Its obvious that come November they will be endorsing whomever the GOP candidate is. I'll take their endorsement, but its not one of my favorites.
-snip-
For starters, imagine Sen. Clinton and "co-president" Bill Clinton invited onto a "This is Your Life" talk show where they're joined by Juanita Broaddrick, Kathleen Willey, Paula Jones, Gennifer Flowers and Monica Lewinsky.
And that's before we even get around to a HillaryCare plan that could have sent you to jail for offering to pay your doctor in cash to "get to the head of the line."
Meanwhile, John Edwards' anti-capitalist populism is not in this country's long-term best interests.
Is Barack Obama, then, the ideal Democratic candidate for president? Hardly. His policy recommendations -- when he can be convinced to get any more specific than "I represent change" -- are the opposite of "change." They're old-line, welfare-state solutions that haven't spent enough time in the microwave to appear even superficially appetizing.

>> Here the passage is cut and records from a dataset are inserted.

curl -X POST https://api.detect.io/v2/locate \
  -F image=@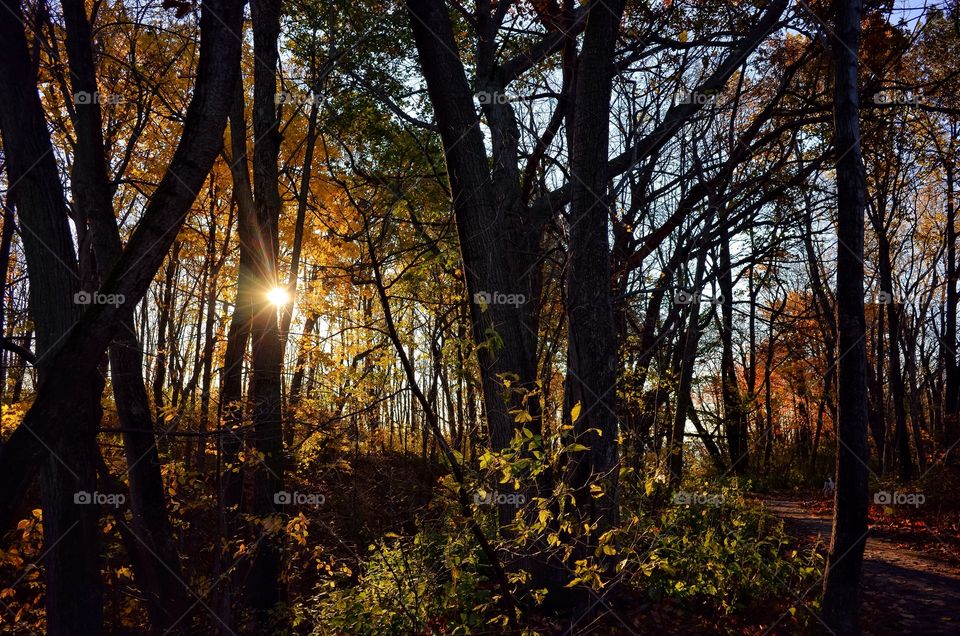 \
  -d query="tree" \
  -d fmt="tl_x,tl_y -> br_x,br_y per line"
821,0 -> 871,630
0,0 -> 245,630
60,0 -> 188,626
244,0 -> 286,619
563,0 -> 626,537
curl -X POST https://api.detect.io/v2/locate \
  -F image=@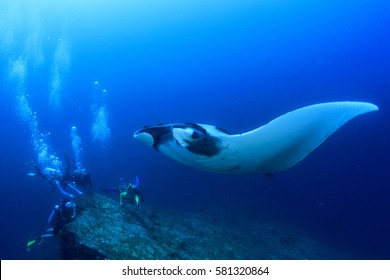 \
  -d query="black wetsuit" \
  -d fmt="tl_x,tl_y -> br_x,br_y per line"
51,201 -> 77,236
72,172 -> 93,193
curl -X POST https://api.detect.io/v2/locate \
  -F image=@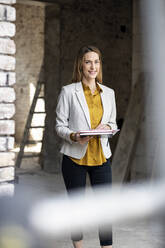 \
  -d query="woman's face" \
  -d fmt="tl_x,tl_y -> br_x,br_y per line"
82,51 -> 100,81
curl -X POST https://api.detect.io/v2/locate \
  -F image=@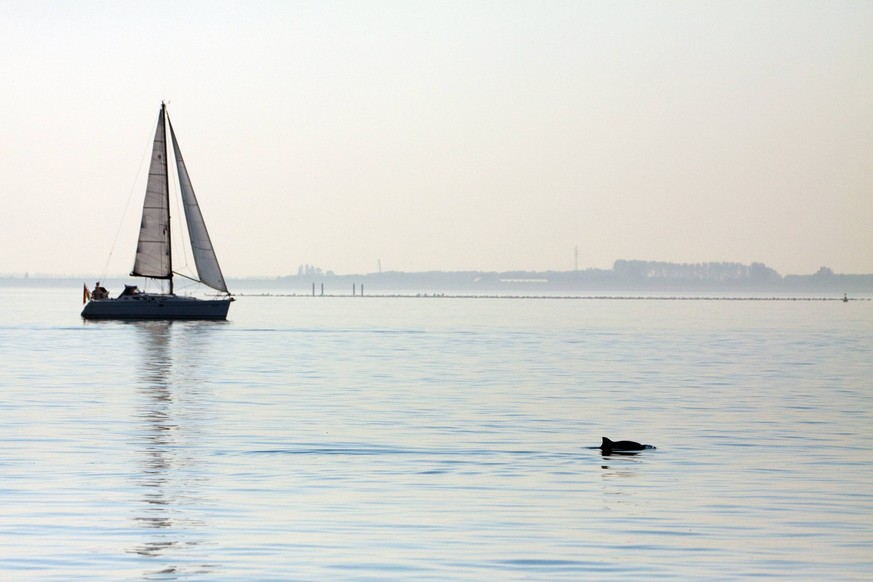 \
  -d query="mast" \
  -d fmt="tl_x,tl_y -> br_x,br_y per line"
162,102 -> 174,295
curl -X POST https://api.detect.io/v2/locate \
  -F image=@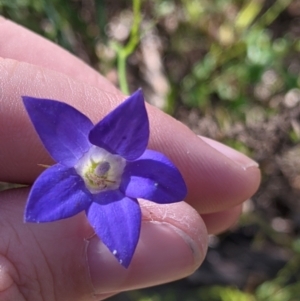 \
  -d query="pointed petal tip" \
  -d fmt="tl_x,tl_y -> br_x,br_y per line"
22,95 -> 46,105
118,257 -> 131,269
21,95 -> 31,101
22,95 -> 36,107
181,183 -> 188,201
24,215 -> 33,223
109,247 -> 132,268
129,88 -> 144,99
21,95 -> 28,102
107,241 -> 135,268
125,89 -> 146,109
24,212 -> 39,223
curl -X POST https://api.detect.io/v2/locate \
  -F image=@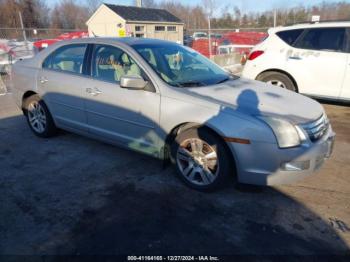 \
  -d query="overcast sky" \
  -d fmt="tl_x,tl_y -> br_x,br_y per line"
47,0 -> 350,13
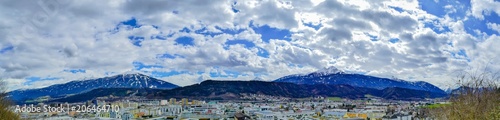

Sen. Obama is a relatively young man with relatively little of the kind of real-world experience that prepares a candidate to stand firm against urgent advice to, say, bomb some remote population of defenseless civilians to "send a message," or plunge the economy into a dark night of unforeseen consequences by crippling the free market in the name of "fighting greed."
But Barack Obama is, at least, likeable. He is a good enough orator that there is no need to cringe when he dares to speak off the cuff. He is a good politician, in the non-insulting sense that he knows how to speak to individual Americans and give them the feeling he cares about their concerns.